Your own corpus, your own users: choosing the document set, the design document, and the corpus audit that decides everything downstream.

HarborDocs was the rehearsal. Your capstone is a document Q&A application over a corpus you actually have — team documentation, a product knowledge base, policy manuals, research notes, a course's readings. Same architecture, real stakes: this is the project you'll demo, and for many alumni the one that goes to work on Monday.

Choosing the corpus (the decision that matters most)

  • 20–500 documents you have the right to process — enough for retrieval to matter, small enough to audit by hand. Mind access control: if the docs carry permissions, scope the capstone to a single-permission slice.
  • Questions actually get asked of it. A corpus nobody queries makes an eval set of fiction. Best sign: you can list ten real questions from memory because people keep asking you.
  • Some messiness required. All-clean-markdown teaches nothing; all-scanned-PDFs teaches only pain. One or two format challenges is the sweet spot.

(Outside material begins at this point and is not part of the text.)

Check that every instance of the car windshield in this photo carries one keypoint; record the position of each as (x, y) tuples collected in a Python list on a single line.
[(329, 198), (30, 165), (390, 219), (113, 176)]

The corpus audit (before any code)

  1. 1Inventory: formats, sizes, structure quality, duplication, staleness. Which extraction paths do you need? Which documents are traps (tables, images-of-text, tracked changes)?
  2. 2Collect 15 real questions users have asked of this material — from tickets, chats, or memory. These seed the golden set and define the product.
  3. 3Decide the metadata schema from those questions (the two-question test per field), and the chunking strategy per document type.
  4. 4Name the risks: PII? Access control? Stale-document hazards? Write the mitigation next to each — your Foundations data-class training applies to corpora too.

The design document (deliverable 1)

Two pages: corpus audit summary; users and their top questions; metadata + chunking plan; retrieval plan (hybrid? reranker? — with the why, or the honest 'baseline first, upgrades if metrics demand'); trust layer configuration (FLOOR policy, confidence routing, citation UX); success criteria as numbers (recall@5 ≥ X, verification ≥ Y, abstention correctness ≥ Z on unanswerables). Every choice traceable to the audit or the questions — 'because the tutorial did it' appears nowhere.

Design review, the cheap way

Run your design doc past your assistant with the hostile-reviewer prompt pattern you know: 'find the three weakest assumptions'. Then past one human who knows the corpus. Ten minutes each; both will find something the other can't.